The animal rights organisation PETA has gone undercover to expose Anheuser-Busch Companies LLC, the company that produces the American beer Budweiser, for painfully amputating the tails of Clydesdale Horses exploited to pull the traditional wagons the company uses for publicity, in a practice banned in several states called “tail docking”.
PETA went undercover at Warm Springs Ranch in Missouri, US, where Budweiser Clydesdales are bred, visited Grant’s Farm where the horses are trained, and talked to handlers who travel with teams of adult horses. They uncovered that the tailbones of the famed Clydesdales are amputated primarily to make them look a certain way as they pull the wagon.
PETA discovered that when the Clydesdales are still foals, the bones of their tails, which are part of their spines, are completely or partially severed, either with a scalpel or by putting a band around the tail to stop blood flow, which causes a great deal of pain, so the tail eventually drops off.
All horses need their tails to protect themselves from biting insects, for balance, mobility, and communication. Tail docking is prohibited in ten US states (unless medically necessary) and in several countries. The American Association of Equine Practitioners “condemns the alteration of the tail of the horse for cosmetic or competitive purposes.”
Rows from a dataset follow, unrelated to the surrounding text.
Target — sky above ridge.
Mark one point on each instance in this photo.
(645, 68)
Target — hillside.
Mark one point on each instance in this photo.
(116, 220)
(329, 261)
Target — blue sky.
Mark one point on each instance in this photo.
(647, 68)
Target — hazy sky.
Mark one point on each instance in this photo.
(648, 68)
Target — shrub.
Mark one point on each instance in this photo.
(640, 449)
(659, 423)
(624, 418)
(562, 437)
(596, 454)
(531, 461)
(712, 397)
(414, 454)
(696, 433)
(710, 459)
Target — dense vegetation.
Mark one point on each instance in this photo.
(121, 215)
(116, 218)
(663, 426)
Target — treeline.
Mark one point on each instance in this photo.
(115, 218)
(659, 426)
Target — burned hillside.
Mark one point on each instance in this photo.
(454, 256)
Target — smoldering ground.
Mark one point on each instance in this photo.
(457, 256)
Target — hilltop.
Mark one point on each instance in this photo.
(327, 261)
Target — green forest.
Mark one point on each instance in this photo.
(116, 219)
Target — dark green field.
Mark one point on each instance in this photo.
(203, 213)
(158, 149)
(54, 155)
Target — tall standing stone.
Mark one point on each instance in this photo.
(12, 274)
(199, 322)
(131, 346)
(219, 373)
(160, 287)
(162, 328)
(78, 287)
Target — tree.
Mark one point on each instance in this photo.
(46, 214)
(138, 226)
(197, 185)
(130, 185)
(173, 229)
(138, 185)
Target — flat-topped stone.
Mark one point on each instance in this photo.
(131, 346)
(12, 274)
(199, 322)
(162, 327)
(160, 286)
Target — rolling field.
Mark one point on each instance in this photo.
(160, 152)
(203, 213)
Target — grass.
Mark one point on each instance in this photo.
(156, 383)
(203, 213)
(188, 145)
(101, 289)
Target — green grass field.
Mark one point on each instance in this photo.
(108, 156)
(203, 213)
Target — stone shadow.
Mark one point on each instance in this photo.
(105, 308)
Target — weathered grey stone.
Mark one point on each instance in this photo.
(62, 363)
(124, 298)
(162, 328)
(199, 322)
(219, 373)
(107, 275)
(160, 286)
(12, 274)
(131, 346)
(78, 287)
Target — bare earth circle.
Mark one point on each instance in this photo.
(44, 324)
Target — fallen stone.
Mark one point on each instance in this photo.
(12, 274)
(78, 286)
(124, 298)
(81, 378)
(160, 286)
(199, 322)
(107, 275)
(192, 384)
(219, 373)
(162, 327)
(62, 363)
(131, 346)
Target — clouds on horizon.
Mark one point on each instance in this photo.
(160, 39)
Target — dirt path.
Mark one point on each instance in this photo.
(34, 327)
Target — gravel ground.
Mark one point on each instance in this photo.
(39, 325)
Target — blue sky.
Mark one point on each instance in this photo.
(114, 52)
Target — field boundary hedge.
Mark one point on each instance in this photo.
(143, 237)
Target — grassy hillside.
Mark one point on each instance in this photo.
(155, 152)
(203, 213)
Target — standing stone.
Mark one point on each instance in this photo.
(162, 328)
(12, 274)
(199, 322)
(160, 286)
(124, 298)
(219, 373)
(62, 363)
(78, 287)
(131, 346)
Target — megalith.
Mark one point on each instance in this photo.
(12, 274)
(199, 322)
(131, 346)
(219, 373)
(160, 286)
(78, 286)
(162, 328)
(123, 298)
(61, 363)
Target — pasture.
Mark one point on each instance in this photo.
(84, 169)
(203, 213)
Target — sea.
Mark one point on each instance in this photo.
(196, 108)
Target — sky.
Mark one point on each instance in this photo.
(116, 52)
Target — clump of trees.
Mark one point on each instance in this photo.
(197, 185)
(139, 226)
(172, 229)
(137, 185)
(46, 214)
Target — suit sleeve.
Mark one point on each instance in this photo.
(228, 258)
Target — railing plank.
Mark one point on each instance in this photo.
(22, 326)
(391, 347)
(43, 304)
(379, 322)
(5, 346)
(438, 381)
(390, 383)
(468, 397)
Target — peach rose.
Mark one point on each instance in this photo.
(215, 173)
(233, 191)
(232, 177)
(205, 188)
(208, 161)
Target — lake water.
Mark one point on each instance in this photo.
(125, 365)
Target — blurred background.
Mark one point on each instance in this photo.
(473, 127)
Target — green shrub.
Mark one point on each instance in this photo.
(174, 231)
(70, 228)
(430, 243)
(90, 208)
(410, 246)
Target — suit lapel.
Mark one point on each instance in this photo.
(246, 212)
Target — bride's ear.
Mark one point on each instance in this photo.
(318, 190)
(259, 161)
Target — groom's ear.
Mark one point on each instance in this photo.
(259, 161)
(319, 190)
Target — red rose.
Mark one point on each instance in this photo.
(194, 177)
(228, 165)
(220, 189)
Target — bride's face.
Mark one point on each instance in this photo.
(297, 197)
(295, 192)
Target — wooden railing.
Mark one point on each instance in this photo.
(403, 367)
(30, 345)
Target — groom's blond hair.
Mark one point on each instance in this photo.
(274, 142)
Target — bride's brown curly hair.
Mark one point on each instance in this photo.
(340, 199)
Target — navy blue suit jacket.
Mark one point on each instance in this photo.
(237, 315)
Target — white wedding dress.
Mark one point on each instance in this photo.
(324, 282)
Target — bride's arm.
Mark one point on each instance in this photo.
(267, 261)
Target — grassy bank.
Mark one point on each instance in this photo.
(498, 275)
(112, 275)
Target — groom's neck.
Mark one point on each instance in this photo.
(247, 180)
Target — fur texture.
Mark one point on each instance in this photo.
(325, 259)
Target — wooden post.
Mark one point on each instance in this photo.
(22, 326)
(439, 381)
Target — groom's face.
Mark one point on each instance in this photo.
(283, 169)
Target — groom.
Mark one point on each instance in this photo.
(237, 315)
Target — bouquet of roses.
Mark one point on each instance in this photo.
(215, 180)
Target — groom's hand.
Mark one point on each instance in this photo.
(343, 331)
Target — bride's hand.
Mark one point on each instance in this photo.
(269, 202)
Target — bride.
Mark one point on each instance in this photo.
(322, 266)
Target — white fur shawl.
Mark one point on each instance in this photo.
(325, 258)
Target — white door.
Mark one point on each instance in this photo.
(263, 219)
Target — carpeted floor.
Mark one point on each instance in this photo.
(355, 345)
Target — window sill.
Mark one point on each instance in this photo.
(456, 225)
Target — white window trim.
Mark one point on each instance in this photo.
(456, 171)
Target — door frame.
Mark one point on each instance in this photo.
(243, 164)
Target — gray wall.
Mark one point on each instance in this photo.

Sid Gustafson, an Equine veterinarian, said: “The procedure is painful for weeks afterwards, and many draft people perform the horrid procedure without anaesthesia, and by the application of strong rubber bands which result in lack of circulation, and a slow and painful death of the tail. … Tail amputation is a despicable, disgraceful procedure that inflicts irreparable, irreversible harm to the horse.”